Mercoledì 14 Marzo 2012

«Fai il tagliando al tuo contratto»
Affitti, consulenza gratuita al Sunia

Dovrebbero essere la norma, ma non lo sono: i contratti di affitto in regola con il fisco, senza clausole vessatorie, con la certificazione energetica e con le spese documentate sarebbero utili a tutte le parti coinvolte. Eppure, “tra gli utenti dei nostri uffici ne vediamo da sempre moltissimi in nero, a prescindere dalla normativa vigente e a prescindere dalla crisi attuale” dice Gloria Borgia del Sunia provinciale, il Sindacato unitario nazionale inquilini ed assegnatari.

Per questo motivo, per promuovere la regolarizzazione dei contratti di locazione, parte giovedì anche a Bergamo la campagna nazionale “Fai il tagliando al tuo contratto” contro gli affitti in nero: “L'obiettivo” spiega il segretario del Sunia locale, Pietro Roberti “è quello di invitare gli inquilini a controllare se il proprio contratto è in regola, a riportare alla legalità i contratti in nero e non registrati, a stipulare e registrare il contratto di locazione senza sorprese né clausole vessatorie, ad avere assistenza sugli adempimenti previsti. Puntiamo molto su questa campagna, convinti che l'affitto in nero calpesti i diritti dell'inquilino e che, invece, un contratto di locazione trasparente convenga a tutti, agli inquilini, ai proprietari, alla collettività”.

Dunque, da giovedì 15 e fino al 30 marzo, il Sunia darà una prima consulenza gratuita per la valutazione del contratto e il sostegno per la denuncia: basta recarsi negli uffici di via Garibaldi n°3 a Bergamo, tutti i giorni da lunedì a venerdì dalle 10.00 alle 12.00. “Un grande aiuto lo sta dando il Decreto Legislativo n. 23/2011 (art. 3, comma 8-9-10) che prevede l'emersione del nero nelle locazioni” continua Pietro Roberti. “E' uno strumento importantissimo perché, mentre prima potevamo riscontrare situazioni di nero ma non disponevamo di elementi appropriati per una denuncia e per l'emersione, ora il Decreto fornisce regole precise e condizioni ben delineate alle quali noi ci atteniamo con la massima serietà”.

Il Sunia sostiene l'inquilino nella procedura di denuncia all'Agenzie delle Entrate ed anche in seguito, una volta accettata la denuncia, anche nell'avvio di cause pilota, aperte tecnicamente “per accertare l'esistenza di un contratto”. “Tra i casi che mi sono capitati lavorando al Sunia” continua Gloria Borgia, “c'è quello di un contratto non recente: da 8 anni l'inquilino sta pagando parte dell'affitto in nero, dunque l'importo è maggiore rispetto a quello indicato.

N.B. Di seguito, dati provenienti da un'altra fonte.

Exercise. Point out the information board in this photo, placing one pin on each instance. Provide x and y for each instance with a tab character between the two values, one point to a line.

Casi come questo possono avere conseguenze che possono pregiudicare, ad esempio, l'accesso a contributi pubblici come il Fondo Sostegno Affitti. Un altro caso che ci è capitato è quello di un contratto appena stipulato che non è stato registrato nei tempi utili dal proprietario (i contratti devono essere registrati entro 30 giorni dalla stipula alla Agenzia delle Entrate). Vogliamo ricordare che, tra i vantaggi della denuncia per l'inquilino, c'è il fatto che dovrà pagare tre volte la rendita catastale dell'appartamento occupato, cioè somme perlopiù esigue, al posto del precedente affitto in nero. In queste prime fasi di applicazione del Decreto, abbiamo riscontrato presso l'Agenzia delle Entrate una grande disponibilità nell'affrontare questi casi. Siamo ben felici che finalmente ci sia un modo per fare emergere il nero e fare la nostra parte”.

Proprio nell'ambito dell'applicazione del Decreto e contestualmente alla presentazione delle prime denunce, il Sunia di Bergamo ha già svolto incontri con alti dirigenti dell'Agenzia delle Entrate di Bergamo (1 e 2) e di Zogno.